The March 2021 Release sees the addition of two major new feature areas in Beta, as well as a new improved Model Versioning Experience. The two new areas of the product released today in Beta are:
- The Data Workspace
The Data Workspace
Building on Feedback from a number of customers, we have been working hard behind the scenes to make it easier to bring data into simulation models. The Data Workspace is now the place to go to bring data into Silico for use in your Simulation Models. While they will continue to work for the time being, datatables are now deprecated and the Data Workspace should be used instead.
On our free and existing single user plans, the Data Workspace provides the ability to bring in data via .csv files. On our Enterprise plans, the Data Workspace provides more advanced tools for connecting to a wide range of data sources. For more information, or to get access to these features, please get in touch with us by submitting a contact form on the website.
The Data Workspace also allows exports of simulation models as .csv files for users on the free plan. Exporting will return simulated data across all simulation elements in a single .csv file.
You can read more about the Data Workspace here.
The addition of configurable rules opens up new functionality in Silico which we expect to serve a number of applications. Rules are part of a broader focus this year towards helping the end user to extract tangible insight from the data that simulation models generate. This is a key pillar of our vision of a world where decisions are powered by foresight obtained from these models.
Rules allows the user to set-up mathematical conditions (predicates) that are set across the model as a whole. In a future release this functionality will also apply to individual simulation elements. In practice these conditions might be things like "Tell me all the times when my simulation diverges from a defined target by X%" or it might be "Tell me when the simulated series drops below some threshold, X".

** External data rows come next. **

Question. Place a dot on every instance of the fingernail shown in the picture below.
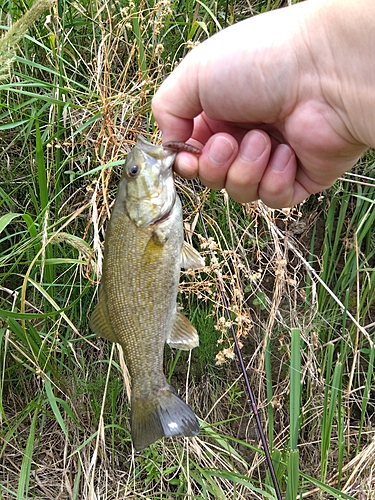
(253, 147)
(220, 151)
(281, 158)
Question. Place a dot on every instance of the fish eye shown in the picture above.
(133, 171)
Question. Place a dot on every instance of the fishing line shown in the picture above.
(251, 400)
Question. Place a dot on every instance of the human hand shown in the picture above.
(273, 103)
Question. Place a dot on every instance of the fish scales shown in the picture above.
(143, 256)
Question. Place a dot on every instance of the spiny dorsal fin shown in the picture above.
(190, 258)
(183, 335)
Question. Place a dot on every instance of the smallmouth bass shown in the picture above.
(144, 251)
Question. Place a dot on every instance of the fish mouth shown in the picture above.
(165, 215)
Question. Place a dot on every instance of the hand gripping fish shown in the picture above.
(144, 252)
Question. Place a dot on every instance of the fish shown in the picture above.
(144, 251)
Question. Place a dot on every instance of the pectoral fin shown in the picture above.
(99, 322)
(190, 258)
(183, 336)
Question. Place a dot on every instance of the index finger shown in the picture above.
(177, 103)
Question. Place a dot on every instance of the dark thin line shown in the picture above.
(251, 400)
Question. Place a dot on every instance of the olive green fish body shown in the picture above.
(144, 253)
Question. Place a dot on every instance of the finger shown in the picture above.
(177, 102)
(217, 156)
(186, 165)
(278, 187)
(247, 169)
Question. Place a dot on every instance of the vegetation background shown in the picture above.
(299, 284)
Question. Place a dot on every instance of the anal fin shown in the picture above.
(183, 335)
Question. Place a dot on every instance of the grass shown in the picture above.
(298, 283)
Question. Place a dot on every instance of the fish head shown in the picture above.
(147, 183)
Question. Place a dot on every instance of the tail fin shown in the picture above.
(163, 414)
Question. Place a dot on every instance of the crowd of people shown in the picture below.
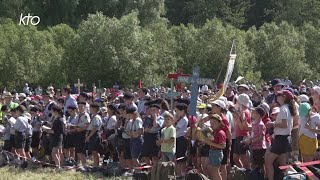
(264, 127)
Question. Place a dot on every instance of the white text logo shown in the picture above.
(26, 20)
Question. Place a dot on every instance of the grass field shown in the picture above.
(13, 173)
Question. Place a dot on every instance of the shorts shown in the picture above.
(35, 143)
(94, 143)
(308, 146)
(27, 147)
(135, 147)
(193, 150)
(257, 157)
(127, 149)
(12, 141)
(79, 142)
(240, 148)
(181, 147)
(20, 140)
(149, 147)
(69, 141)
(204, 150)
(226, 152)
(280, 144)
(167, 156)
(295, 139)
(215, 157)
(56, 141)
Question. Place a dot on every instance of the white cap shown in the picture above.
(220, 103)
(303, 98)
(244, 100)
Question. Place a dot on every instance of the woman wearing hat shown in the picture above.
(217, 143)
(242, 118)
(135, 133)
(309, 122)
(280, 145)
(20, 128)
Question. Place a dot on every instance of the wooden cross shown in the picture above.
(78, 85)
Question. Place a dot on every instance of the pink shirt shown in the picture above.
(247, 118)
(258, 129)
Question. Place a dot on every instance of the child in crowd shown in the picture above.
(257, 140)
(168, 139)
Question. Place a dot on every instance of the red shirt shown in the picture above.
(247, 118)
(219, 138)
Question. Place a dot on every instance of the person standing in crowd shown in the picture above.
(257, 139)
(142, 95)
(82, 125)
(280, 146)
(38, 91)
(152, 125)
(83, 97)
(109, 127)
(26, 89)
(48, 102)
(217, 142)
(164, 107)
(92, 137)
(243, 126)
(36, 130)
(135, 133)
(181, 126)
(8, 101)
(168, 139)
(69, 100)
(203, 149)
(57, 131)
(309, 122)
(69, 145)
(219, 107)
(277, 85)
(20, 128)
(191, 136)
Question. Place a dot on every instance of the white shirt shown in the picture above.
(314, 121)
(284, 114)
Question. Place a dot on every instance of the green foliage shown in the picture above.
(134, 47)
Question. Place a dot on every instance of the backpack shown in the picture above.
(113, 169)
(236, 173)
(29, 131)
(4, 159)
(195, 175)
(163, 171)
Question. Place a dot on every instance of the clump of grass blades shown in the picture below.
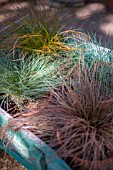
(38, 32)
(78, 121)
(26, 79)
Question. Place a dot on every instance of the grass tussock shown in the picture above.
(78, 120)
(26, 79)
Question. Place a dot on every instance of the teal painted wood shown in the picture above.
(29, 150)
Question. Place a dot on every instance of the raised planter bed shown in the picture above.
(28, 149)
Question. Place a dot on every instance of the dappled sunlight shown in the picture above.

We've built a new mathematical language around these predicates. Predicates for rules are built on the same formula language used elsewhere in Silico and give you the flexibility and power to design rules arbitrarily, based on conditions of interest to you in the system you have modelled. Here is an example of setting up a condition for a simulated series diverging from a target by+20% or -20%:
You can read more about defining rules in our documentation here.
Rules are specified across the whole model. In the example shown below, there is only 'Actuals' data for a single element - 'Inventory'. As such the rule is, in effect, only evaluated for that element.
Navigating back to the Model Builder, we can in the bottom bar next to the timebar that the simulation is generating a single notifications inside the app. Expanding the notifications panels, we can inspect these and identify where in the time-series the condition is triggered. In this example, the deviation exceeds 20% between Feb 2021 and Nov 2021.
This provides insight to decision makers, for example suggesting that some action needs to be taken today in order to ensure these rules are not triggered in the future.
As with the Data Workspace, this feature is currently in Beta, and as such we welcome any and all feedback on it.
This release also sees the debut of a new project versioning experience. All projects are now versioned. In practice, this means that every time a change to a project is saved, a new version of that project is created, which reflects the state of that project at that point in time. Versions are hierachical information: every version is a child of a parent version.
A version may encompass changes to the model structure and content, or to the project metadata (e.g. name or description), or to any of the Data sets associated to that project, or any of the configured dashboards.
Project versions can be seen in the project version selector in the top-bar of the workspace.
Versions are labelled by the time and date they were created. Hierarchical information is also exposed: a solid line between two versions indicates that the later version is a direct child of the preceding version. On the other hand, a dashed line indicates the later version was instead created as a child of an earlier version in the list.
You can read more about versioning in our documentation here.
There's lots more development going on behind the scenes at Silico. We're building the foundations to support some exciting new Data Science language integrations in the near future, deepening our data integrations story, and designing an improved new user experience. We hope to update you on that work soon. In the meantime, we hope you enjoy the new features and welcome any feedback that helps us improve Silico.